Em O Livro dos Mandarins (2009), o autor se debruça em um universo distante de suas experiências pessoais. Nesse livro, com base em entrevistas e observação, a construção das personagens passa por uma extensa pesquisa sobre o ambiente corporativo dos bancos e empresas. A partir da década de 2010, Lísias propõe jogos ficcionais cada vez mais complexos à sua realidade e desloca-se do gesto criativo presente no último livro. Nos romances seguintes, a aproximação com a construção da identidade do autor é tão iminente que ele confere ao personagem-narrador o próprio nome, Ricardo Lísias.
Tanto em O Céu dos Suicidas (2012) como em Divórcio (2013), o narrador-personagem Ricardo Lísias se encontra diante de uma perda dolorosa que exige uma profunda reconfiguração de si. No enredo do livro de 2012, vencedor do melhor romance do ano pela Associação Paulista de Críticos de Arte (APCA), o suicídio de um amigo provoca a sensação de culpa e exige uma reavaliação de suas atitudes. Já em Divórcio, finalista do Prêmio São Paulo de Literatura e do Prêmio Jabuti, o protagonista lida com memórias e arrependimentos diante do término de uma relação amorosa. A indefinição entre realidade e ficção é radicalizada nesse livro: por um lado, apresenta elementos documentais, como uma verdadeira foto do autor quando criança, por outro, a prosa oscila entre reforçar ou denunciar o caráter ficcional da obra. Em determinado momento, o narrador declara desconfiar da veracidade daquilo que relata. Em outras passagens, marcando exterioridade em relação à narrativa, o Lísias forja a característica documental da trama: afirma não haver nenhum enunciado ficcional na escrita em questão.
Nesses romances, ecoa uma tendência da literatura brasileira contemporânea também reconhecível em autores como Bernardo Carvalho (1960) e Verônica Stigger (1973): a inserção de traços autobiográficos em narrativas ficcionais. Já no livro Delegado Tobias (2014), há um deslocamento original na relação entre autor e obra.

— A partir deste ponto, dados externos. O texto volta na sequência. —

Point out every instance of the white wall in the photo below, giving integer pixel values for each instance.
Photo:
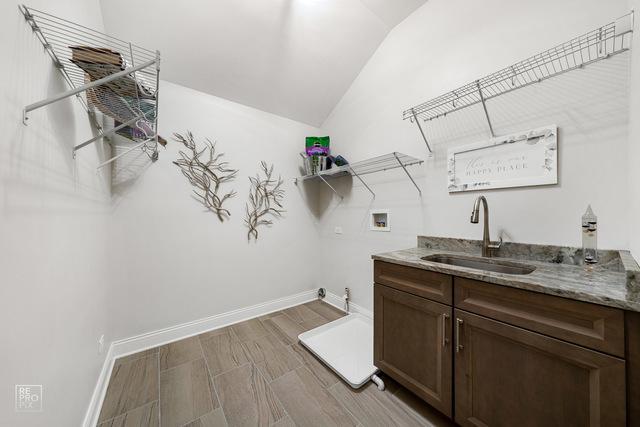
(53, 231)
(634, 141)
(447, 43)
(172, 261)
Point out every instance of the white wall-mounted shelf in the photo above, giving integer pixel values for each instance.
(601, 43)
(106, 74)
(375, 164)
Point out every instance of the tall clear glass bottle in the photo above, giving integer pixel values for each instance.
(590, 236)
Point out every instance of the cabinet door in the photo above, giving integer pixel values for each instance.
(412, 344)
(507, 376)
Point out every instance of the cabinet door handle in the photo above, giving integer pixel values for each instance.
(445, 317)
(459, 346)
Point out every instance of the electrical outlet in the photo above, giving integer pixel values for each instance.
(101, 344)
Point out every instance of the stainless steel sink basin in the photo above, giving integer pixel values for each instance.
(487, 264)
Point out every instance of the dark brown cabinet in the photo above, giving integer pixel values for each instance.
(488, 355)
(507, 376)
(412, 343)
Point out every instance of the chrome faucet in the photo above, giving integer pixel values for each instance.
(488, 248)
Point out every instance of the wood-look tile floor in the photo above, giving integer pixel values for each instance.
(253, 373)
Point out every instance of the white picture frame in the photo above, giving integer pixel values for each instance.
(378, 216)
(522, 159)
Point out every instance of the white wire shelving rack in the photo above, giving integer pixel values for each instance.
(601, 43)
(358, 169)
(107, 75)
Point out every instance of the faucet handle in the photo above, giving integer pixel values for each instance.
(496, 246)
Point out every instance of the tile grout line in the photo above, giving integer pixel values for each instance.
(255, 368)
(109, 382)
(213, 385)
(358, 420)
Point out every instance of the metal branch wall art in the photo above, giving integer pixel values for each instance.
(265, 200)
(206, 171)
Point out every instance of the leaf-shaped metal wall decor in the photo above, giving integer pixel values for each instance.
(265, 200)
(206, 171)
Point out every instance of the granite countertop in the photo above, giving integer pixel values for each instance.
(614, 282)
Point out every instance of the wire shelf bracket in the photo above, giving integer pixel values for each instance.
(601, 43)
(119, 79)
(358, 169)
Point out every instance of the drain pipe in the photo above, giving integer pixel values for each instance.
(378, 382)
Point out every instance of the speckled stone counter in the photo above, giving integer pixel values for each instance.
(613, 282)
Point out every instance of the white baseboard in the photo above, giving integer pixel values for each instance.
(338, 302)
(149, 340)
(93, 411)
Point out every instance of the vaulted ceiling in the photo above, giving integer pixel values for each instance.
(294, 58)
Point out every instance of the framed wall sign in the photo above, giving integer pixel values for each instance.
(518, 160)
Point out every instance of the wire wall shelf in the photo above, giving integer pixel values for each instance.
(358, 169)
(107, 75)
(602, 43)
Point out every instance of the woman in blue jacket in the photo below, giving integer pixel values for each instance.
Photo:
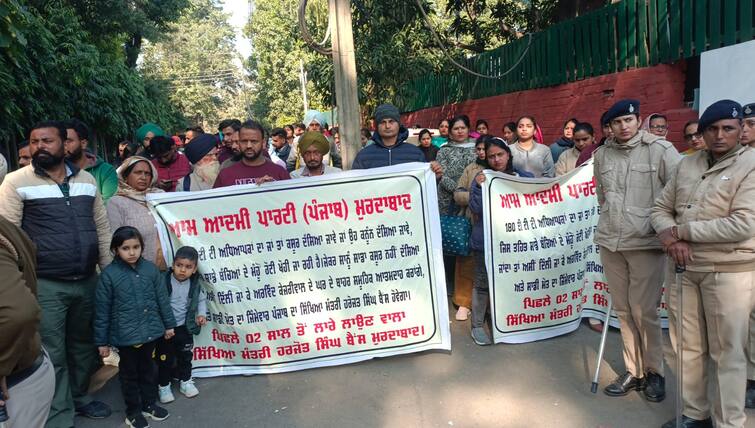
(132, 311)
(498, 158)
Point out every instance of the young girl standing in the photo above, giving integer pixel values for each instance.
(132, 311)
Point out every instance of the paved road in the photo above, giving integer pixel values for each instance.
(542, 384)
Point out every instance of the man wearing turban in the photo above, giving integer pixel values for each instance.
(145, 134)
(313, 147)
(314, 121)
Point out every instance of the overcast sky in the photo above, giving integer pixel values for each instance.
(238, 10)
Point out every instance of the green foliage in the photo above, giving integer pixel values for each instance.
(480, 25)
(275, 63)
(123, 23)
(392, 46)
(51, 69)
(198, 63)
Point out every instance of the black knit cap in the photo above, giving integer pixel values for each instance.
(622, 108)
(748, 110)
(199, 146)
(387, 111)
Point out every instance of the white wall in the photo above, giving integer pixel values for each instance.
(728, 73)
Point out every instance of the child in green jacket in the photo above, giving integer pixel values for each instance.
(132, 311)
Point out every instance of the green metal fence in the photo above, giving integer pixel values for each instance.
(624, 35)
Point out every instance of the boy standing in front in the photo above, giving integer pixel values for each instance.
(189, 308)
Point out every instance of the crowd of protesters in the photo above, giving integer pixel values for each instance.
(86, 273)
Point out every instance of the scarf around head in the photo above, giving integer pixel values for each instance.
(125, 190)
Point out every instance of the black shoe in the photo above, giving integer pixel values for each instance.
(155, 412)
(137, 421)
(623, 384)
(750, 396)
(94, 410)
(689, 423)
(655, 389)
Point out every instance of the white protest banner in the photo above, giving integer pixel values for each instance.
(314, 272)
(544, 270)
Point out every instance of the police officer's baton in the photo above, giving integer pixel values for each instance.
(3, 416)
(594, 387)
(679, 272)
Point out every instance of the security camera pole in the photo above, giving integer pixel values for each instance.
(344, 66)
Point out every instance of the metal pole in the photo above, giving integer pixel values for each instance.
(679, 273)
(603, 336)
(303, 80)
(344, 66)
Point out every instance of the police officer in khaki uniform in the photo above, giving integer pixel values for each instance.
(631, 170)
(748, 139)
(706, 222)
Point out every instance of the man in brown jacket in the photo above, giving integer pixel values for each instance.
(706, 222)
(27, 379)
(631, 170)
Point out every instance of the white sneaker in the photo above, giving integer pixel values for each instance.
(463, 313)
(165, 394)
(188, 389)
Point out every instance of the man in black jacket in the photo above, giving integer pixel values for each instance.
(389, 145)
(59, 207)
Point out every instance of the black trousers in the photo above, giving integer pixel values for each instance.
(174, 356)
(138, 374)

Desta vez, Ricardo Lísias aparece novamente como personagem, mas o livro é narrado em terceira pessoa.
A linguagem objetiva constitui um inquérito policial assinado pelo Delegado Tobias, que investiga o assassinato de um cidadão chamado Ricardo Lísias, cujo principal suspeito tem o mesmo nome da vítima. Esse enredo alude ao célebre ensaio “A Morte do Autor”, publicado pelo teórico literário francês Roland Barthes1(1915-1980) no final da década de 1960. Objetiva-se sublinhar a distância entre a biografia do autor e a elaboração ficcional.
Delegado Tobias também se destaca por explorar diferentes meios. Antes de ser lançado em e-book, o folhetim, composto de materiais heterogêneos como documentos jurídicos fictícios, correspondências oficiais, e-mails e imagens, tem fragmentos publicados nas redes sociais. Cria-se um perfil da personagem do Delegado no Facebook, que interage e polemiza com leitores e, em especial, com o verdadeiro perfil do autor. O Ministério Público Federal acusa Lísias por falsificação de documentos, desconsiderando o caráter artístico e ficcional do trabalho, mas, por fim, libera a circulação da obra.
O escritor sofre nova acusação judicial, desta vez com o livro Diário da Cadeia (2017), assinado por “Eduardo Cunha (pseudônimo)”. Nesta sátira, Lísias busca ficcionalizar um suposto diário do ex-deputado federal em sua prisão. Eduardo Cunha, responsável pelo comando da sessão da Câmara dos Deputados que culmina no afastamento da ex-presidente Dilma Roussef de seu cargo, entra com uma ação na Justiça solicitando a proibição da circulação do livro e indenização por danos morais. O livro é retirado de circulação.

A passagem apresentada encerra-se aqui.